Il faut un dernier dans la région et c'est Notre-Dame-de-Montauban (-15). Il y a quand même pire à certains endroits du Québec. Il faut aussi un premier et c'est... Saint-Maurice, aux portes de Trois-Rivières, avec un indice positif de 9,3. Il doit y avoir là un boom économique qui nous a échappé.

Saint-Maurice est suivie de Saint-Boniface (+6), aux portes de Shawinigan et de Saint-Étienne-des-Grès (+6), entre Trois-Rivières et Shawinigan. C'est à se demander si ces municipalités n'ont pas fait un bon coup en évitant les fusions. On avait longtemps hésité avant d'exclure Saint-Maurice de la fusion municipale de Trois-Rivières et Saint-Boniface de celle de Shawinigan. On avait aussi envisagé un tel scénario pour Saint-Étienne. Le problème était alors de déterminer si on rattacherait la municipalité à Trois-Rivières ou à Shawinigan.

Car en dehors de Trois-Rivières et son très faible taux de vitalité économique positif, toutes les autres villes de la Mauricie accusent un déficit à cet égard: moins 3 à La Tuque, moins 3 à Saint-Tite et même moins 8,7 à Louiseville. 

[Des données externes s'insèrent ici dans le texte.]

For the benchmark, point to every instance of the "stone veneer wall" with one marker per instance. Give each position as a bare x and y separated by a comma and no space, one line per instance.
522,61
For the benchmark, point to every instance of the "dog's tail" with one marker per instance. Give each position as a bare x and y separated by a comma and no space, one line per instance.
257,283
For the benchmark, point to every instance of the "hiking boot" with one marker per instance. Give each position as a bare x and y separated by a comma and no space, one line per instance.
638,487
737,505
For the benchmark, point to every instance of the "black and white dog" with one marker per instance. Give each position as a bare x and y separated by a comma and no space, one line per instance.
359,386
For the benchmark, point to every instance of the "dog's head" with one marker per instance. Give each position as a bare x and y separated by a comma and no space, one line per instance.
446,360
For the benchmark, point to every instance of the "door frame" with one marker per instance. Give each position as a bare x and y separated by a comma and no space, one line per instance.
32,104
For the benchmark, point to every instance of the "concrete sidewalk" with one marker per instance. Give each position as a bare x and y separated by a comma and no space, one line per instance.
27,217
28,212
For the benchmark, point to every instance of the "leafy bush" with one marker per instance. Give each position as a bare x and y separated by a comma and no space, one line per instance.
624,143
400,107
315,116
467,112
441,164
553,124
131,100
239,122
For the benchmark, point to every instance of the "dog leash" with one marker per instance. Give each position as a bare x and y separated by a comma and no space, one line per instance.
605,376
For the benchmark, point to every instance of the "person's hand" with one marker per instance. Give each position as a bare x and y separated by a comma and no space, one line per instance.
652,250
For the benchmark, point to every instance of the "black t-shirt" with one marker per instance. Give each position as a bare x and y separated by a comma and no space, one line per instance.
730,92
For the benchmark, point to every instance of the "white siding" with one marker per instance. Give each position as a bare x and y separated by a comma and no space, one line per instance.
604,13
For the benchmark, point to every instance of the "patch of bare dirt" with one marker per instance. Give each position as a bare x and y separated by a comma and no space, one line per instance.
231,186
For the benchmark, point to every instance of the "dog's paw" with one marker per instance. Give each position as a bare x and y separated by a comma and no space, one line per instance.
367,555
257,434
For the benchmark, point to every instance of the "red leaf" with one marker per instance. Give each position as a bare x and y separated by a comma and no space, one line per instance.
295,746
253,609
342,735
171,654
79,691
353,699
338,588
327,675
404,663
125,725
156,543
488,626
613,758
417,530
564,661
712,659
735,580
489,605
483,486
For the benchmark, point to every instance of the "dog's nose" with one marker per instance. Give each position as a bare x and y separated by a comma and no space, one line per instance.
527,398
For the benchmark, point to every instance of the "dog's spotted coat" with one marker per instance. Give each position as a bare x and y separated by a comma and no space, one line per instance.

Évidemment, l'Indice de vitalité de l'Institut québécois de la statistique ne peut prendre en considération dans l'ensemble des facteurs qui établissent sa grille cette économie régionale champêtre produite par la culture et la vente de la marijuana. Ni les effets euphorisants que celle-ci pourrait induire dans les cerveaux d'une bonne partie de sa population, en général.

On aurait d'ailleurs peut-être là un début d'explication avec le fait que malgré toutes les démoralisantes statistiques sur leur vitalité économique comparée, Trois-Rivières et Shawinigan se hissent régulièrement dans le Top Ten de l'Indice du bonheur des villes québécoises et que même Statistique Canada, selon un sondage, a classé Trois-Rivières au 2e rang des villes où les gens se proclament parmi les plus bienheureux du Canada. 

Compte tenu de notre savoir-faire régional, «l'herbe» serait-elle en cause? La question se pose.

Coup de griffe

Est-on en train de préparer une nouvelle populaire série de téléréalité Snyder-PKP qui serait intitulée: Deux harcelés psychologiques? Kleenex non compris et non nécessaires.

Coup de coeur

Pour toutes ces hausses légères de nos taxes municipales, qui arrivent par le plus grand des hasards avec l'année des élections. Au fait, l'inflation en 2016, c'est 0,6 %.